The Nation magazine has just run an issue devoted to utopia:
Here’s from one piece:
The genre of utopian fiction, born of frustration during periods of thwarted promise, is a uniquely sensitive barometer of historical change. People start writing utopias when they feel discontented with the existing order…
And here’s from another piece:
Utopia… is famously “no place,” an idealized society sometimes described right down to its sewage system. In utopia, everything works well—maybe even perfectly, but for sure better than things work now. So utopias are like blueprints, while novels are like soap operas. Crossing these two genres gets you the hybrid called the utopian novel: soap operas put in a blender with architectural blueprints. It doesn’t sound all that promising.

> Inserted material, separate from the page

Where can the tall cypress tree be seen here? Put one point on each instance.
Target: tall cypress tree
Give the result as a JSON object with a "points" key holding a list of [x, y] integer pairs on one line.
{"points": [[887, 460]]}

Then came Ursula K. Le Guin’s The Dispossessed. Published in 1975, this was the first great utopian novel, and it demonstrated just how good the poor, misbegotten hybrid can be. Of course, there’d been earlier utopian novels, like William Morris’s News From Nowhere, or H.G. Wells’s A Modern Utopia, or Charlotte Perkins Gilman’s Herland, or Aldous Huxley’s Island. These were all interesting efforts. But Le Guin’s book was a triumph. What she showed is that by describing a utopian society in a moment of historic danger, you create for it all kinds of problems that its characters must solve. It will get attacked from the outside, corrupted from the inside; things will go wrong, and so you have your plot. Le Guin combined an intriguing utopia with a compelling novel, and the result was superb.